Researchers at Georgia State University are making breakthrough strides in stroke rehabilitation for millions of Americans by leveraging an unexpected tool: math.
By applying advanced data analytics and machine learning, the team is transforming monotonous repetitive movement therapy into a fun, interactive and engaging activity via a first-of-its-kind stroke recovery robot for the hands and feet. The technology – a product of healthcare robotics leader Motus Nova – encourages greater therapeutic compliance and is resulting in better patient outcomes. It is also now widely accessible with newly-announced health insurance coverage.
“Literature shows that the more repetitive motions stroke survivors do, the likelier they are to regain use of their limbs,” said Russell Jeter, an assistant professor of mathematics at Georgia State University who previously served as Director of Analytics and Software Engineering at Motus Nova. He is now working to solve complex mathematical challenges to further refine the technology as it ramps up for large-scale use.
Jeter’s work was recently featured in SIAM News, a publication of the Society for Industrial and Applied Mathematics (SIAM), and presented at the 2024 SIAM Conference on Mathematics of Data Science, which took place in Atlanta in October.
Nearly two-thirds of the estimated seven million stroke survivors in the U.S. require rehabilitation services after hospitalization to improve mobility and dexterity in their limbs. But until now, the only option for stroke therapy was often an expensive, outpatient program of weekly sessions that rely on patients’ continued completion of mundane movement exercises at home.
The patented assistive technology consists of exoskeletons that are strapped to the wrist or foot and supported by a pneumatic air pump that acts like a muscle, offering assistance when a user is struggling to carry out a movement or resistance when they need to be challenged. As users play computer games (modeled after popular video games like Guitar Hero, Pong, Solitaire and Space Invaders), they control what happens on the screen by making small hand and foot motions. Sensors on the devices detect when those movements are correct, providing biofeedback to the brain to help rebuild critical neuro pathways.
For example, when a user is wearing the exoskeleton, flexing a wrist or foot upwards or downwards might correspond to moving a spaceship right or left. “When you’re willing your body part to move in a specific way and you mentally associate that movement with something you see on a computer screen, even if you aren’t able to do the movement, your brain will encourage new neuro pathways to grow,” Jeter said.
Jeter’s work shows how Georgia State mathematicians improved the robots’ collective ability to autonomously classify a user’s range of motion, an important breakthrough that supports wider adoption of the technology.
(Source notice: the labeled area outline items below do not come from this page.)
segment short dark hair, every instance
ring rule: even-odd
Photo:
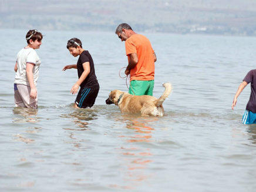
[[[80,39],[75,38],[72,38],[68,41],[67,49],[68,49],[69,48],[76,48],[78,46],[78,44],[81,48],[83,48],[82,46],[82,42],[80,41]]]
[[[127,30],[133,30],[131,26],[129,25],[127,23],[121,23],[120,24],[116,29],[116,34],[117,34],[118,32],[122,32],[123,29],[126,29]]]
[[[33,35],[32,35],[33,33]],[[28,39],[30,37],[29,39]],[[36,29],[29,30],[26,35],[26,42],[29,43],[29,40],[32,39],[33,41],[38,40],[38,41],[43,39],[43,35],[41,32],[39,32]]]

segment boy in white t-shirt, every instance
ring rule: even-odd
[[[14,67],[14,99],[16,107],[38,108],[37,80],[41,61],[35,49],[39,49],[43,35],[36,29],[26,33],[28,45],[17,55]]]

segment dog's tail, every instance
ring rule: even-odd
[[[163,83],[163,86],[166,88],[164,93],[159,99],[154,102],[154,105],[156,105],[157,107],[160,107],[163,104],[164,100],[166,100],[166,99],[169,96],[171,92],[171,90],[173,89],[173,86],[170,83]]]

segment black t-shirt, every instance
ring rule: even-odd
[[[99,86],[97,77],[95,75],[95,70],[94,68],[93,60],[92,56],[87,50],[84,50],[79,56],[78,58],[77,67],[78,67],[78,78],[82,75],[84,70],[83,67],[83,63],[85,62],[89,62],[90,63],[90,73],[89,73],[85,80],[81,83],[80,87],[83,88],[86,87],[95,87]]]
[[[250,70],[244,81],[247,83],[251,83],[251,95],[246,106],[246,109],[256,113],[256,69]]]

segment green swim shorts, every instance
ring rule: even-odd
[[[129,93],[134,95],[153,96],[154,80],[133,80],[130,82]]]

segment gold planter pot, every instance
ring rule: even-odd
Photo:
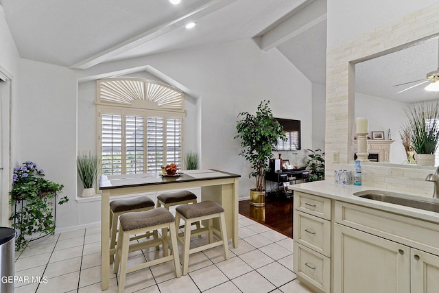
[[[254,207],[265,207],[265,191],[258,191],[254,189],[250,189],[250,204]]]

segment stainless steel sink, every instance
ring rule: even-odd
[[[439,213],[439,200],[436,198],[420,198],[419,196],[379,190],[366,190],[364,191],[355,192],[354,196]]]

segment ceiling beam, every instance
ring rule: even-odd
[[[257,43],[262,50],[267,51],[316,24],[326,21],[326,0],[316,0],[304,4],[306,4],[306,6],[300,7],[296,13],[262,35],[260,39],[257,40]]]
[[[236,1],[237,0],[212,0],[176,20],[158,25],[119,45],[107,49],[102,52],[71,65],[70,68],[77,69],[86,69],[90,68],[105,62],[110,58],[115,57],[137,46],[143,45],[151,40],[180,28],[190,21],[195,21],[197,19],[214,12]]]

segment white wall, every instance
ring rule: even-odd
[[[19,82],[19,55],[14,43],[14,39],[5,20],[3,8],[0,6],[0,72],[10,79],[0,84],[0,225],[9,226],[8,220],[10,214],[9,204],[9,187],[11,186],[12,169],[14,163],[19,158],[19,143],[17,134],[19,127],[16,121],[16,112],[10,105],[17,101],[16,89]],[[10,117],[11,123],[10,123]],[[11,137],[10,140],[10,129]],[[12,146],[9,154],[10,143]]]
[[[248,178],[248,163],[237,155],[239,142],[233,139],[239,113],[254,113],[261,100],[270,100],[274,116],[302,121],[302,149],[312,147],[311,82],[276,49],[264,52],[251,40],[239,40],[104,63],[82,73],[146,65],[200,97],[201,167],[241,174],[242,198],[254,182]]]
[[[401,164],[407,160],[405,150],[399,134],[401,126],[407,121],[404,108],[405,103],[355,93],[355,117],[368,118],[369,136],[372,131],[383,131],[388,139],[388,129],[390,129],[390,163]]]
[[[86,71],[28,60],[19,64],[20,159],[38,163],[48,179],[64,185],[63,194],[71,200],[57,210],[58,228],[100,220],[100,202],[75,200],[77,150],[95,145],[95,121],[90,119],[95,90],[93,82],[78,86],[83,78],[148,65],[195,93],[200,97],[188,105],[188,115],[195,115],[193,132],[185,129],[185,139],[198,144],[197,137],[202,138],[202,168],[241,175],[243,198],[254,183],[248,178],[248,163],[238,156],[239,142],[233,139],[239,112],[254,112],[260,101],[270,99],[275,116],[302,121],[302,148],[312,147],[311,82],[277,50],[262,51],[250,40],[104,63]]]
[[[324,117],[326,104],[326,88],[324,84],[312,84],[312,150],[324,151]]]

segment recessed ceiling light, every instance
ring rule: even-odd
[[[195,23],[189,23],[188,24],[186,25],[186,28],[191,29],[195,26],[195,24],[196,24]]]

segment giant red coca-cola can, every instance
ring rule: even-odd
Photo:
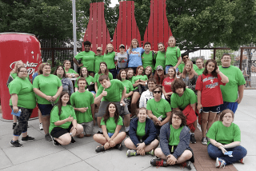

Being able to estimate range of motion in three broad categories — no movement, low movement or high movement — allows clinicians to better align the robotic therapy with patient needs.
“Think of exercises as stretching, gross motor control or fine motor control,” Jeter said. “If someone doesn’t have a lot of movement in their hand or foot, it would be inappropriate to assign them a fine motor exercise. But if they are progressing to a higher level of function, you would want to increase the level of difficulty.”
The highly sensitive robots collect roughly 30 data points per second. Using the summary data from 33 patients over the course of 30-minute therapy sessions in a clinical setting, Jeter’s research team identified the best mathematical method for detecting residual stroke severity in terms of no, low or high range of motion. The resulting model — a decision tree method called light gradient boosting — achieved 96% accuracy and was especially successful at classifying patients with a low range of motion.
This outcome is important as the technology scales because it means that a doctor is no longer required to classify residual stroke severity. Instead, lower-level technicians can do so in a clinical setting so that more patients can effectively be treated in less time.
“Simply stretching an exercise band over and over again is tedious and gets tiring,” Jeter said. “But when you can achieve the same result through playing an interactive computer game that tracks your progress, it’s extremely motivating.” He noted that 82% of people who use the innovative robots report improvement in motor control.
Originally piloted as an innovative at-home solution during COVID-19 lockdowns, the technology has now been used by more than 4,000 patients and is preparing for a larger scale launch — including in clinical settings.
Moving forward, math continues to play an important role as the team adjusts the equipment based on lessons learned from user wear and tear. For instance, they are developing better reporting systems so users can visualize their progress over time and working to keep games interesting so patients remain engaged.
Ultimately, the accurate representation of user movements is a significant mathematical challenge that requires balancing the trade-off between sensor accuracy, speed of processing and bottom-line cost. “Being able to see real impact on real people is incredibly exciting,” said Jeter. “There are a lot of issues that need to be solved to keep this technology affordable and you need math to do that.”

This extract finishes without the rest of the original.